Agent Execution ──► TelemetryManager ──► OpenTelemetry Collector ──► Jaeger/Zipkin
                         │
                    MetricsCollector ──► Prometheus ──► Grafana
                         │
                    CostTracker ──► Usage records + budget alerts

Component	Module	Description
TelemetryManager	`telemetry.py`	Distributed tracing with OpenTelemetry. Creates spans for each pipeline step (guardrails, memory, routing, tool calls).
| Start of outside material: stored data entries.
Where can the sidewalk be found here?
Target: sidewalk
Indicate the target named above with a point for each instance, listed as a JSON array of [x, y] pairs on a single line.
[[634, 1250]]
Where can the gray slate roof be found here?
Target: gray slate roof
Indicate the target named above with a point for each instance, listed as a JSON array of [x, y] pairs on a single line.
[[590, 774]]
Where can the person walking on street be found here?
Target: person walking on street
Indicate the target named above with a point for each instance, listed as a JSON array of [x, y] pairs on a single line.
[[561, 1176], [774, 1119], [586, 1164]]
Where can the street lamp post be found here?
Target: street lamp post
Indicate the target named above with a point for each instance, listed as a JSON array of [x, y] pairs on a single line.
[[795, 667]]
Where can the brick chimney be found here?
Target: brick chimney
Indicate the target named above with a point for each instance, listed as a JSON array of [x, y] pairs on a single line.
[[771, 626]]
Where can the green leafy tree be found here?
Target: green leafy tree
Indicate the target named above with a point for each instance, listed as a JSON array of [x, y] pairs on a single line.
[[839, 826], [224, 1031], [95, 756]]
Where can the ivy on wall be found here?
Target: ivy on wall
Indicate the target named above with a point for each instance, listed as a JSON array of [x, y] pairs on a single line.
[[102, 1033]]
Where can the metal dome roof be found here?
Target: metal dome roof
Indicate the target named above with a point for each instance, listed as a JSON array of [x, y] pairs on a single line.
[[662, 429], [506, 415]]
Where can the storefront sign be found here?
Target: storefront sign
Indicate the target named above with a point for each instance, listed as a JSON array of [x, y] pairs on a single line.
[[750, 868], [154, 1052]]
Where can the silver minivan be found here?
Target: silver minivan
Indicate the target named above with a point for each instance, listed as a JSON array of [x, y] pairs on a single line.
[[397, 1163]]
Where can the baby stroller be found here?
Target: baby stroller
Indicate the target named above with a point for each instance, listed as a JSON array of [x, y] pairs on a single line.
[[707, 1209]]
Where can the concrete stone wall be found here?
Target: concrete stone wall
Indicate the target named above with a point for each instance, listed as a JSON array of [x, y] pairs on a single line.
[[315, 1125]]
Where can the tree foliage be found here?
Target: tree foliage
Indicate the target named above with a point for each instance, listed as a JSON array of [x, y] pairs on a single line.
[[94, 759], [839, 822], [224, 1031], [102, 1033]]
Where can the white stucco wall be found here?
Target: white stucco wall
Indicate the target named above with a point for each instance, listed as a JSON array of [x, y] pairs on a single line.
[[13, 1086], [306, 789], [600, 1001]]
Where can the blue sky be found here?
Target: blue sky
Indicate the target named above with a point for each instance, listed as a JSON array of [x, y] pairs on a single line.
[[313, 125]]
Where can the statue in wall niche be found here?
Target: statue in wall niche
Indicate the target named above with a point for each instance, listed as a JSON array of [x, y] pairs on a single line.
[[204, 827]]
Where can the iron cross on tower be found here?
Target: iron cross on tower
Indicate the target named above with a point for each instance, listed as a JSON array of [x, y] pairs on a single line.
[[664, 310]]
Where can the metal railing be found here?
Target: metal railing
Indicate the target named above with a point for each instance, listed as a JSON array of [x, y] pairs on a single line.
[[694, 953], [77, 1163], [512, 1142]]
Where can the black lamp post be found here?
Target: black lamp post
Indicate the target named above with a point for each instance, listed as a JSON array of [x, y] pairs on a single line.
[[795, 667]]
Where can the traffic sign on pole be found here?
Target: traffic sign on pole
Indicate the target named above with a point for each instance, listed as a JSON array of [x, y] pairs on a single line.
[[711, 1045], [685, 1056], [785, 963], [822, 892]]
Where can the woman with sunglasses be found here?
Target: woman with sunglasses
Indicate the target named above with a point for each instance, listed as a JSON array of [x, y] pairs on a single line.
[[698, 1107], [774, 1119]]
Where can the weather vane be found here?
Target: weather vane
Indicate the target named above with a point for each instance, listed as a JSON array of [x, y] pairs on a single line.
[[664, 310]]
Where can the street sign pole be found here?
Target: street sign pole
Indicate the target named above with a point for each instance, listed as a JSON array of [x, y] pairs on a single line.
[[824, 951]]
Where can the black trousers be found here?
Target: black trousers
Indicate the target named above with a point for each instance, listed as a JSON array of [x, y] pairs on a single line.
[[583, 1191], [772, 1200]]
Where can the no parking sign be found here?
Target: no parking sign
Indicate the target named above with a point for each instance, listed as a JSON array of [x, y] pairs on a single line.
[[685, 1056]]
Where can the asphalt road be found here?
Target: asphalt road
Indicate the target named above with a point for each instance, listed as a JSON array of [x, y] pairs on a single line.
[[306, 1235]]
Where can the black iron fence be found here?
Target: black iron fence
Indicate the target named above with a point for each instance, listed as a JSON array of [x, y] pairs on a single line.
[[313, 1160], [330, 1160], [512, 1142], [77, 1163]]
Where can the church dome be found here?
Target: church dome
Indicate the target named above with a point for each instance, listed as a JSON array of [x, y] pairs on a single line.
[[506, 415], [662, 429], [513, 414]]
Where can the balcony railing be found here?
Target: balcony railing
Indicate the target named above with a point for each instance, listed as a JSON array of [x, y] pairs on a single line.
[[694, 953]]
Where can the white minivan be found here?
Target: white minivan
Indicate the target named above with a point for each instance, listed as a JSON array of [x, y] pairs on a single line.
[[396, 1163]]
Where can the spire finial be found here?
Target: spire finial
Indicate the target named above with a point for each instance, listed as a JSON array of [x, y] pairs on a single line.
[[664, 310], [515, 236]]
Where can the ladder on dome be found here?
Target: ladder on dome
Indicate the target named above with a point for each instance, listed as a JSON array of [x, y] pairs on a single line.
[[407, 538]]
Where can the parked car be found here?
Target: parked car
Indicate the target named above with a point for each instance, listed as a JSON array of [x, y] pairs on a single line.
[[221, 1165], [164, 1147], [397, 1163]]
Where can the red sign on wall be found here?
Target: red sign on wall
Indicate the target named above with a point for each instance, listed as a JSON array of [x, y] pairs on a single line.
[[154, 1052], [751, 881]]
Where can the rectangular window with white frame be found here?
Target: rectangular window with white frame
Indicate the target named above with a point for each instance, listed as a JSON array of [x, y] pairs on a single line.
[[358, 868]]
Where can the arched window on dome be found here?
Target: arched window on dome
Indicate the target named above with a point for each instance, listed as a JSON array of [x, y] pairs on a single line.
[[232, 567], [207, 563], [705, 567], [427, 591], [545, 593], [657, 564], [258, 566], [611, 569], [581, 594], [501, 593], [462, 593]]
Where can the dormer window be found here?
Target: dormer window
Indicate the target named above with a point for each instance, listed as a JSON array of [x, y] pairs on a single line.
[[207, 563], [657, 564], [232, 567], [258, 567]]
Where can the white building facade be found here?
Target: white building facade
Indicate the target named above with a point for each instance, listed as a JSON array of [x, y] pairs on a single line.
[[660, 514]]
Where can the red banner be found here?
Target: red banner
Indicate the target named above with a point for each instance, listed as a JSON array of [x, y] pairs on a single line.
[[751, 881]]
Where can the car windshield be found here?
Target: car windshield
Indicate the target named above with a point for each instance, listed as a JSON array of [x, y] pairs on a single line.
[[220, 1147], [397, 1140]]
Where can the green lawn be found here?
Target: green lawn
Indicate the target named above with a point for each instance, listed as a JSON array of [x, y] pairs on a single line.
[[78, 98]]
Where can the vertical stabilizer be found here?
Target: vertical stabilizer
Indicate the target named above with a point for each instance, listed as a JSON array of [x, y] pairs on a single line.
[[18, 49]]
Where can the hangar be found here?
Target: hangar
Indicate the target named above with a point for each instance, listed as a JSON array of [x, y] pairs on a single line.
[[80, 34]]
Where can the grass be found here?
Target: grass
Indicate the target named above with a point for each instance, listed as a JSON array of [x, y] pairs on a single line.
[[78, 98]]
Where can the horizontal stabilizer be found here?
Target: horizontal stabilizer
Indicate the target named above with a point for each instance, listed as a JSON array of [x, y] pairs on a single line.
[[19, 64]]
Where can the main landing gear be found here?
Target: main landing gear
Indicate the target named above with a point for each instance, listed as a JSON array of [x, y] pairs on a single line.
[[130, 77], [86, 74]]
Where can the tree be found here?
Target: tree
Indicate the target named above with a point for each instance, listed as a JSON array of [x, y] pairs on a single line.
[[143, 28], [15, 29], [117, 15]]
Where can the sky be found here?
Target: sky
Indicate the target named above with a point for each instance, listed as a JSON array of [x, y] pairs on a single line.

Falls back to `_NoOpSpan` when OpenTelemetry is not installed.
MetricsCollector	`metrics.py`	Prometheus metrics: request counts (by agent, status), latency histograms (by agent, provider), active agents gauge.
CostTracker	`cost_tracker.py`	Per-provider usage records tracking token counts and estimated costs. Supports budget enforcement (alert or block when budget is exceeded) and grouped cost reports.

Layer Interaction Summary

The following rules govern how layers interact:

Layer 1 (API) calls only Layer 2 (Runtime). API routes call runtime.run() and nothing else.
Layer 2 (Runtime) calls only Layer 3 (Core Services). The Agent orchestrates calls to ModelRouter, MemoryManager, ToolRegistry, PromptEngine, and GuardrailsEngine.
Layer 3 (Core Services) calls only Layer 4 (Infrastructure). The ModelRouter calls providers. The MemoryManager calls memory backends. The ToolRegistry calls tool implementations.
Layer 4 (Infrastructure) calls only external systems (LLM endpoints, databases, vector stores, APIs).

No layer ever skips a level. The API Layer never directly calls a provider. The Runtime Engine never directly accesses a database. This strict layering makes the system testable (each layer can be tested in isolation with mocked dependencies) and maintainable (changes to infrastructure never ripple up to the API).